When a real estate is appraised there are three approaches used that are then reconciled in the summary.  The approaches are comparable sales, income and replacement cost.  Comparable sales is the most favored, but in the case of many types of property, there are not enough sales that are comparable enough.  For the sake of my possible planning opportunity, let’s assume that we have a company leasing real estate in a hot enough market that there are sufficient comparable sales.  Let’s make the further assumption that the facility is well set up for its function.  More importantly, assume that the location is ideal for the function.

Beverage bottling and distribution might be a good example of the type of business where you might have those types of conditions.  You have your trucks fanning out from the facility with product that does not have that high a value to weight ratio.  If you have the distributorship rights for a particular area, you would probably pay a premium to have just the right road access.  Unlike a national accounting firm preparing tax returns, you don’t have the option of siting your bottling operation for Manhattan in Bangalore.  At any rate, if there is a location-dependent business that is surrounded by other facilities that are not so location-dependent, it might find that its existing facility, which it is leasing, is worth more to its business than the “fair market value” of the property.

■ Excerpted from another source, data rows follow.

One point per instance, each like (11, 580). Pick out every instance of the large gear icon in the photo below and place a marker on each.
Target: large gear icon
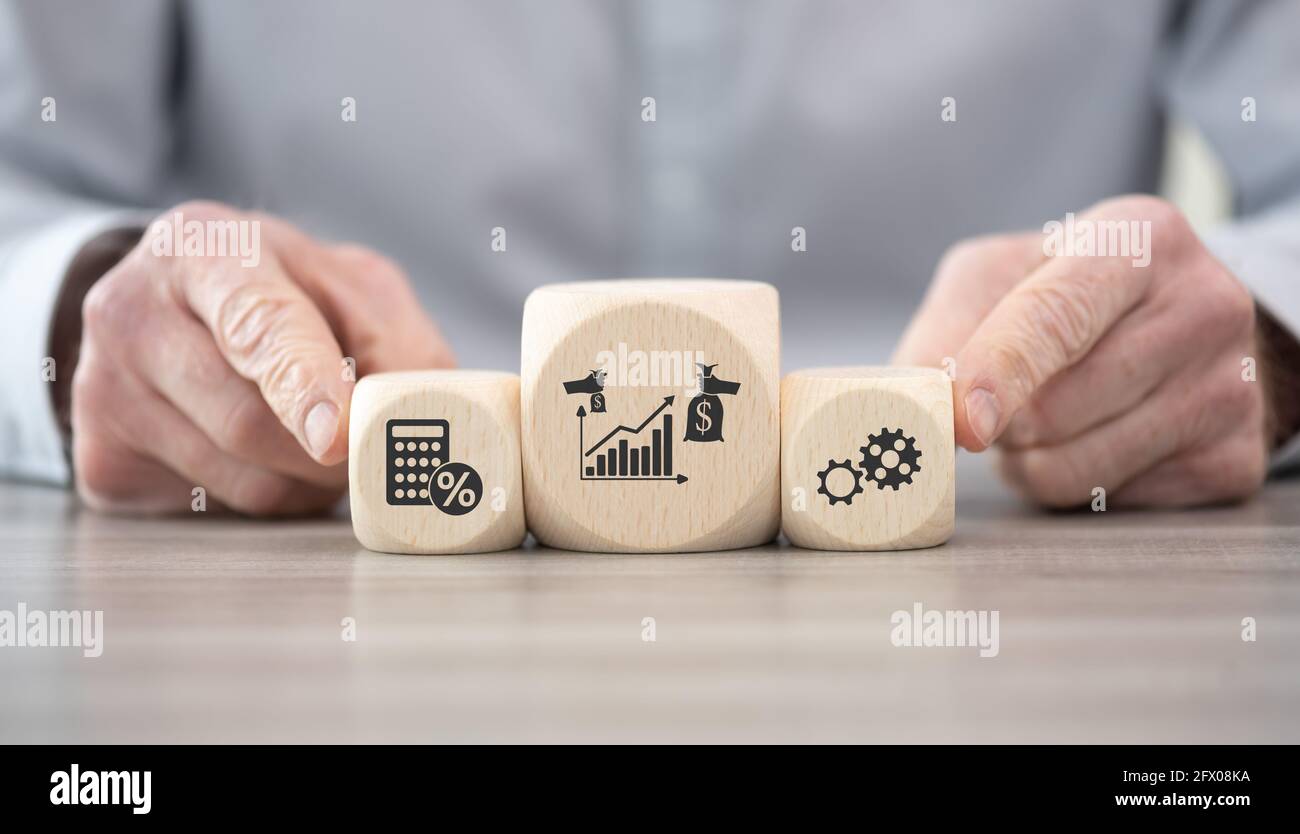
(889, 459)
(831, 465)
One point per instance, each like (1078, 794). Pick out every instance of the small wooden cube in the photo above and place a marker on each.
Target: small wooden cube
(650, 415)
(867, 457)
(433, 461)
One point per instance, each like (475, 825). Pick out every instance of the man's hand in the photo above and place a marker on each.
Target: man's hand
(207, 372)
(1092, 370)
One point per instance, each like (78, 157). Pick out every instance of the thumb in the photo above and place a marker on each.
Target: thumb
(1044, 325)
(272, 334)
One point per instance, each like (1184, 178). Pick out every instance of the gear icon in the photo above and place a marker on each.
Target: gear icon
(889, 459)
(831, 465)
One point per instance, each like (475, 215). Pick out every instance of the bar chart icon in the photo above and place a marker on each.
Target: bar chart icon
(637, 455)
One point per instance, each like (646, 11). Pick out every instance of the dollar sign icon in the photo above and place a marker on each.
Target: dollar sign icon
(705, 422)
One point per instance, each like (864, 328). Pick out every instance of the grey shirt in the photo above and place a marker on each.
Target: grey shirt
(529, 117)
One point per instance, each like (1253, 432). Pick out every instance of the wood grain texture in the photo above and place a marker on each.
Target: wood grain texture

Many older leases were written during periods of much higher interest rates.  It would seem that there might be an opportunity here for owners of location-dependent businesses to pay something of a premium over fair market value, based on comparables, while coming out ahead on replacement cost with an immediate tax deduction sweetening the deal.

Of course we need to get back to being lawyerly again.  BNA notes that the Sixth Circuit is putting itself at odds with the Second Circuit and the Tax Court.  So the fast write-off is shaky if you are outside of Kentucky, Michigan, Ohio and Tennessee.  Still, it might be worth running some numbers.